Oui, c'est possible et nous sommes tous appelés à nous engager pour que cela
devienne réalité. Regardons l'icône du Bon Samaritain (cf. Lc 10, 25-37), sa
capacité à ralentir son rythme et à se faire proche, la tendresse avec laquelle
il soulage les blessures de son frère souffrant.
Rappelons-nous cette vérité centrale de notre vie :
nous sommes venus au monde parce que quelqu'un nous a accueillis, nous sommes
faits pour l'amour, nous sommes appelés à la communion et à la fraternité.
Cette dimension de notre être nous soutient particulièrement dans les moments
de maladie et de fragilité, et c'est la première thérapie que nous devons
adopter tous ensemble pour guérir les maladies de la société dans laquelle nous
vivons.
À vous qui vivez la maladie, qu'elle soit passagère ou
chronique, je voudrais dire : n'ayez pas honte de votre désir de proximité et
de tendresse ! Ne le cachez pas et ne
pensez jamais que vous êtes un fardeau pour les autres.

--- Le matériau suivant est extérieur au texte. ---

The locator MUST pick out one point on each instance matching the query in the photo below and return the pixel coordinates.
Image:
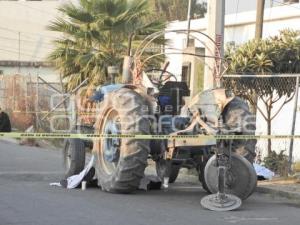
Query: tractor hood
(211, 103)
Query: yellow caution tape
(140, 136)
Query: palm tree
(97, 34)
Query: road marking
(235, 219)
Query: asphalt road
(27, 199)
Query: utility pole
(290, 159)
(189, 23)
(260, 8)
(19, 52)
(215, 29)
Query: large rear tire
(237, 115)
(120, 163)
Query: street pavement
(27, 199)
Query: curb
(275, 192)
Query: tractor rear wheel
(237, 115)
(120, 162)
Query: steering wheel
(163, 72)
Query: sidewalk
(10, 140)
(282, 188)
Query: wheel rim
(110, 147)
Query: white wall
(26, 22)
(240, 28)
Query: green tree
(275, 55)
(96, 34)
(177, 9)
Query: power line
(36, 9)
(286, 4)
(16, 52)
(28, 33)
(23, 40)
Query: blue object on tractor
(101, 91)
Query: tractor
(144, 106)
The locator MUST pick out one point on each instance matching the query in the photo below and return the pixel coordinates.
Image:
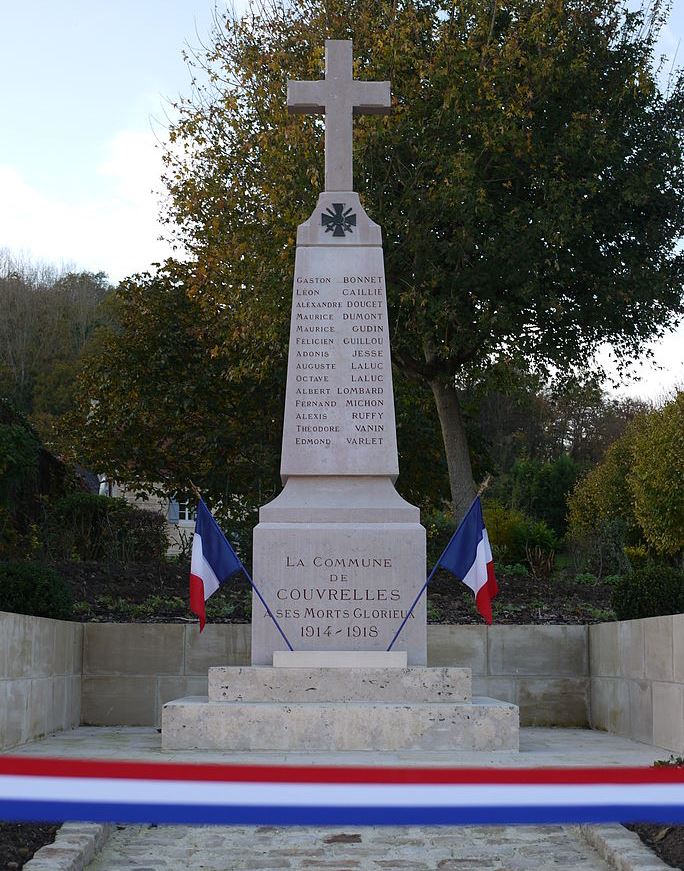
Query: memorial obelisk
(339, 556)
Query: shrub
(86, 527)
(34, 588)
(650, 591)
(541, 489)
(517, 538)
(601, 550)
(639, 483)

La condition des
malades nous invite tous à freiner les rythmes exaspérés dans lesquels nous
sommes plongés et à nous redécouvrir.
Dans
ce changement d’époque que nous vivons, nous, chrétiens, sommes
particulièrement appelés à adopter le regard compatissant de Jésus. Prenons
soin de ceux qui souffrent et qui sont seuls, peut-être marginalisés et
rejetés. Avec l'amour mutuel, que le Christ Seigneur nous donne dans la prière,
en particulier dans l'Eucharistie, guérissons les blessures de la solitude et
de l'isolement. Et ainsi, coopérons pour contrer la culture de
l'individualisme, de l'indifférence, du rejet, et pour faire grandir la culture
de la tendresse et de la compassion.
Les
malades, les fragiles, les pauvres sont au cœur de l'Église et doivent aussi
être au centre de nos attentions humaines et de nos sollicitudes pastorales. Ne
l'oublions pas ! Et confions-nous à la Très Sainte Vierge Marie, Santé des
malades, pour qu'elle intercède pour nous et nous aide à être des artisans de
proximité et de relations fraternelles.